Smart, however, has taken another approach by aligning its funds with members’ values.

Steve Watson, director of policy and research at workplace pension Cushon, said that according to Cushon’s research, 68% of employees are concerned that their company pension could be investing in businesses that are contributing to the climate crisis, while 88% want their employer to take action to address this, for instance by moving to a pension provider that is making a positive impact on climate change.

He said: “Our investment strategy sees us investing in the likes of solar farms, windfarms and sustainable agriculture. These are real-world projects delivering impact that we can directly engage members in. They can see their money in action.

“And engagement is key. It’s no secret that people do not engage with their pension enough in the UK. We need to turn that around.”

Risk and reward

Tom Curtis, principal and senior retirement consultant at Mercer, said that while the consultancy has surveyed its members with respect to investment previously, it typically focuses on questions that provide it with insight into members understanding of the trade-offs between risk and reward rather than explicitly asking them what their attitude to risk is.

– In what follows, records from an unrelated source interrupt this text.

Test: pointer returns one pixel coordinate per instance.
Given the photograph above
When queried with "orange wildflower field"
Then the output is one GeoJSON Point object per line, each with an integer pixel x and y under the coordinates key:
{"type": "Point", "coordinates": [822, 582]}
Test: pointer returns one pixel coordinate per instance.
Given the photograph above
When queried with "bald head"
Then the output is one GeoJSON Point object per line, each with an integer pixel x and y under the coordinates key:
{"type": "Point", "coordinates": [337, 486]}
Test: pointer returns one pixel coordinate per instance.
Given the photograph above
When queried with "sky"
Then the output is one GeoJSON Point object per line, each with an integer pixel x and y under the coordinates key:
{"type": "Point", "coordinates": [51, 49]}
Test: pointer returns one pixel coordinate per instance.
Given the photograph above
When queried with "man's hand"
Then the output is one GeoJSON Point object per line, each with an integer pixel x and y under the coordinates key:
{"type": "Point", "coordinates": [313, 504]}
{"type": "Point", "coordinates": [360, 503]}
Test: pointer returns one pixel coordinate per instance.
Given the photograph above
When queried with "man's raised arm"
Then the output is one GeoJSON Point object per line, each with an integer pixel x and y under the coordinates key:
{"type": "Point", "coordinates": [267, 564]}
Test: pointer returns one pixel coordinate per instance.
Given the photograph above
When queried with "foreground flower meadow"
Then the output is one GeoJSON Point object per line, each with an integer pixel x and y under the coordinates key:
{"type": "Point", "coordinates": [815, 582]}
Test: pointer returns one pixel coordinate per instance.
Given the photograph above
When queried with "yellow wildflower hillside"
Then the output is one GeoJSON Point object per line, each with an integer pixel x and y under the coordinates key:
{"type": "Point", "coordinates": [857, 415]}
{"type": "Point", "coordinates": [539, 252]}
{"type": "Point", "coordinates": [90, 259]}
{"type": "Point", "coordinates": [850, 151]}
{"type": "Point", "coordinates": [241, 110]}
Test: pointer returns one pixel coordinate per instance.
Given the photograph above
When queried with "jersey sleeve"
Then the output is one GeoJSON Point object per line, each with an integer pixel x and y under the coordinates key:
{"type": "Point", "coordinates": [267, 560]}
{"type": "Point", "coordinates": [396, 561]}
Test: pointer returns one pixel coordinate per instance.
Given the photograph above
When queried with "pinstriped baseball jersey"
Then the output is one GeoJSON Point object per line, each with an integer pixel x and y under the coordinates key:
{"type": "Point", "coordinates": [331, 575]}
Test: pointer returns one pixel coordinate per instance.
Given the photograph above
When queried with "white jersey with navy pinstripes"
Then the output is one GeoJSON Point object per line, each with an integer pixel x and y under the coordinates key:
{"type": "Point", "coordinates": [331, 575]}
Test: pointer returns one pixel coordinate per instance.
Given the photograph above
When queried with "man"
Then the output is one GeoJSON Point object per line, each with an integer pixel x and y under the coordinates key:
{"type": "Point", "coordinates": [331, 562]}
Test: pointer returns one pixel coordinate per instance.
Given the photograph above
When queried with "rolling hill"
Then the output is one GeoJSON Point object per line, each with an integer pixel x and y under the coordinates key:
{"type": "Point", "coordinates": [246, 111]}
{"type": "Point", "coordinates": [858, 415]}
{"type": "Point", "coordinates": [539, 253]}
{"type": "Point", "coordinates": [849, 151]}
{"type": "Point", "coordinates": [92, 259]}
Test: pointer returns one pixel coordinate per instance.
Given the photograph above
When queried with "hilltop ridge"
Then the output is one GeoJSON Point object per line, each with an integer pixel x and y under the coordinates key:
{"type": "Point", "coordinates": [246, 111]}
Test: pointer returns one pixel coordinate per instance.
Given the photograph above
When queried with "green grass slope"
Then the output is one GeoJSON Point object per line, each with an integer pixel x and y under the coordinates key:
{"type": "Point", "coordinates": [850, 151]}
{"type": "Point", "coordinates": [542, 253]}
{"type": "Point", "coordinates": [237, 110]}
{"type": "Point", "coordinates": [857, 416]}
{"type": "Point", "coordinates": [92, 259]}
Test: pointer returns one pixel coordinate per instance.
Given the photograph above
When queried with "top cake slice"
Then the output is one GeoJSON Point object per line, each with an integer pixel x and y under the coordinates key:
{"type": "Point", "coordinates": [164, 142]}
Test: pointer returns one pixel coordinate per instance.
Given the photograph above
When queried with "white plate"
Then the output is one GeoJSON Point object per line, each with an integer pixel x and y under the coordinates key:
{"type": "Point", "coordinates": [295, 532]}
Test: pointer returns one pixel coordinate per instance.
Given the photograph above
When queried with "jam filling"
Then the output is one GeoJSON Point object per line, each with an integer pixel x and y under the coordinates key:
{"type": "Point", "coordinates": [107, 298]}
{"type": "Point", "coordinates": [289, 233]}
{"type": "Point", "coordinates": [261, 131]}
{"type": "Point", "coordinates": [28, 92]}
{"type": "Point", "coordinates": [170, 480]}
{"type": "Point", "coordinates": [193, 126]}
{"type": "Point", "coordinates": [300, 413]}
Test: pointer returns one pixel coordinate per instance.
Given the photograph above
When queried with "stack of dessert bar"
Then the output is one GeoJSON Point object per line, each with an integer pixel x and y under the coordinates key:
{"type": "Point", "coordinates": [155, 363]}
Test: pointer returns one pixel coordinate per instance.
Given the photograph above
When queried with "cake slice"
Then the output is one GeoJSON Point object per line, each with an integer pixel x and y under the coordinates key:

He said: “Typical examples are their understanding of the differences in risk and reward of different types of investments and whether they are interested in using tools to help them understand what their attitude to risk actually is.”

Curtis said that through its surveys it identified that members believe they understood the trade-off between risk and reward (85% said they did) and 70% believed they understood the potential risk and reward of different types of investments.

These questions, Curtis added, influenced the way Mercer communicates to its members and the options it makes available to members.

“Our default investment strategy is designed to be suitable for the average member who does not wish to make any of their own investment decisions,” he said.

“For members who may want more flexibility in their approach to investing we provide both a range of risk graded funds that invest across a diversified range of asset classes; and a self-select fund range that includes both active and passive funds across a wide range of asset classes,” he continued, adding that these funds give members the tools they need to create their own portfolios suitable to their own risk tolerance.


According to Paul Armitage, head of the national pensions trust at XPS Pension Group, individual schemes and members can find it “challenging” to navigate short and long-term risk trade-offs when making long-term investment decisions, which is why the policy of auto-enrolment in UK master trusts was introduced.

He said: “In establishing a default fund, the trustees of a master trust will consider several factors as part of their risk appetite assessment. These include the member demographic of the scheme and when and how members are expected to take their benefits, which may, of course, change over time.

”Trustees design an approach that best meets the needs of the whole membership, in line with their fiduciary duty. A default fund is not individually optimised but will be broadly suitable for all and minimises the risk of savers making poor investment decisions, which requires specialist expertise and detailed analysis of risk and return.

”Asking members about this directly via a survey would, in our view, be counterproductive to the efficient management of the trust.”